From: "Darrick J. Wong" <darrick.wong@oracle.com>
To: Brian Foster <bfoster@redhat.com>
Cc: Dave Chinner <david@fromorbit.com>, linux-xfs@vger.kernel.org
Subject: Re: [PATCH 1/5] xfs: separate read-only variables in struct xfs_mount
Date: Tue, 12 May 2020 09:09:58 -0700 [thread overview]
Message-ID: <20200512160958.GF6714@magnolia> (raw)
In-Reply-To: <20200512123027.GA37029@bfoster>
On Tue, May 12, 2020 at 08:30:27AM -0400, Brian Foster wrote:
> On Tue, May 12, 2020 at 07:28:07PM +1000, Dave Chinner wrote:
> > From: Dave Chinner <dchinner@redhat.com>
> >
> > Seeing massive cpu usage from xfs_agino_range() on one machine;
> > instruction level profiles look similar to another machine running
> > the same workload, only one machien is consuming 10x as much CPU as
> > the other and going much slower.

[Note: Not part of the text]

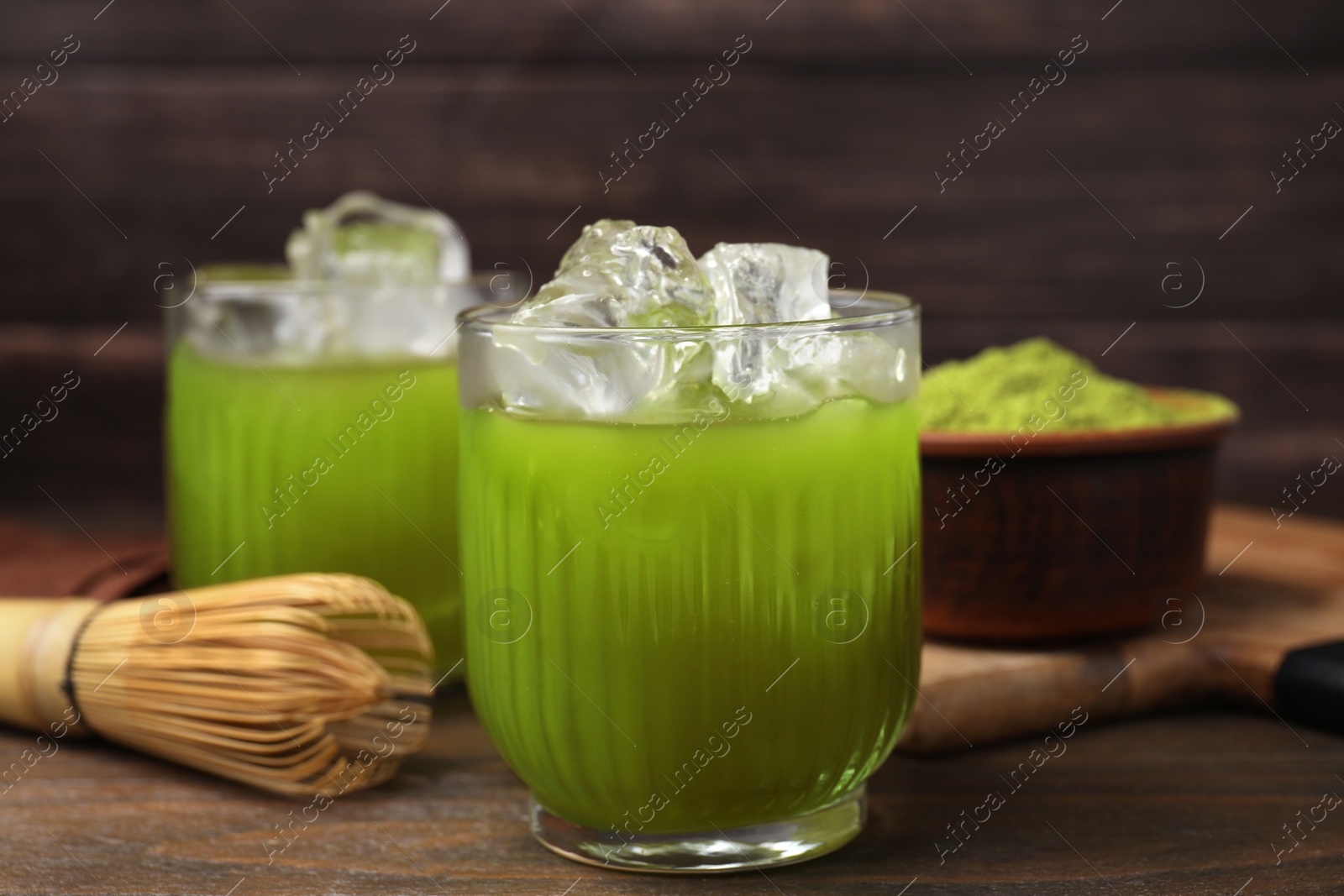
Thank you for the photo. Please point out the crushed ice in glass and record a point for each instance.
(622, 275)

The only real difference between
> > the two machines is core count per socket. Both are running
> > identical 16p/16GB virtual machine configurations
> >
> ...
> >
> > It's an improvement, hence indicating that separation and further
> > optimisation of read-only global filesystem data is worthwhile, but
> > it clearly isn't the underlying issue causing this specific
> > performance degradation.
> >
> > Signed-off-by: Dave Chinner <dchinner@redhat.com>
> > ---
>
> Pretty neat improvement. Could you share your test script that generated
> the above? I have a 80 CPU box I'd be interested to give this a whirl
> on...
>
> > fs/xfs/xfs_mount.h | 50 +++++++++++++++++++++++++++-------------------
> > 1 file changed, 29 insertions(+), 21 deletions(-)
> >
> > diff --git a/fs/xfs/xfs_mount.h b/fs/xfs/xfs_mount.h
> > index aba5a15792792..712b3e2583316 100644
> > --- a/fs/xfs/xfs_mount.h
> > +++ b/fs/xfs/xfs_mount.h
> > @@ -88,21 +88,12 @@ typedef struct xfs_mount {
> > struct xfs_buf *m_sb_bp; /* buffer for superblock */
> > char *m_rtname; /* realtime device name */
> > char *m_logname; /* external log device name */
> > - int m_bsize; /* fs logical block size */
> > xfs_agnumber_t m_agfrotor; /* last ag where space found */
> > xfs_agnumber_t m_agirotor; /* last ag dir inode alloced */
> > spinlock_t m_agirotor_lock;/* .. and lock protecting it */
> > - xfs_agnumber_t m_maxagi; /* highest inode alloc group */
> > - uint m_allocsize_log;/* min write size log bytes */
> > - uint m_allocsize_blocks; /* min write size blocks */
> > struct xfs_da_geometry *m_dir_geo; /* directory block geometry */
> > struct xfs_da_geometry *m_attr_geo; /* attribute block geometry */
> > struct xlog *m_log; /* log specific stuff */
> > - struct xfs_ino_geometry m_ino_geo; /* inode geometry */
> > - int m_logbufs; /* number of log buffers */
> > - int m_logbsize; /* size of each log buffer */
> > - uint m_rsumlevels; /* rt summary levels */
> > - uint m_rsumsize; /* size of rt summary, bytes */
> > /*
> > * Optional cache of rt summary level per bitmap block with the
> > * invariant that m_rsum_cache[bbno] <= the minimum i for which
> > @@ -117,9 +108,15 @@ typedef struct xfs_mount {
> > xfs_buftarg_t *m_ddev_targp; /* saves taking the address */
> > xfs_buftarg_t *m_logdev_targp;/* ptr to log device */
> > xfs_buftarg_t *m_rtdev_targp; /* ptr to rt device */
> > +
> > + /*
> > + * Read-only variables that are pre-calculated at mount time.
> > + */
>
> The intent here is to align the entire section below, right? If so, the
> connection with the cache line alignment is a bit tenuous. Could we
> tweak and/or add a sentence to the comment to be more explicit? I.e.:
>
> /*
> * Align the following pre-calculated fields to a cache line to
> * prevent cache line bouncing between frequently read and
> * frequently written fields.
> */
I kinda wish we laid out via comments each place we cross a 64b boundary
on a 64-bit CPU, but I guess seeing as some of these structures can
change size depending on config option and kernel version that's
probably just asking for confusion and madness.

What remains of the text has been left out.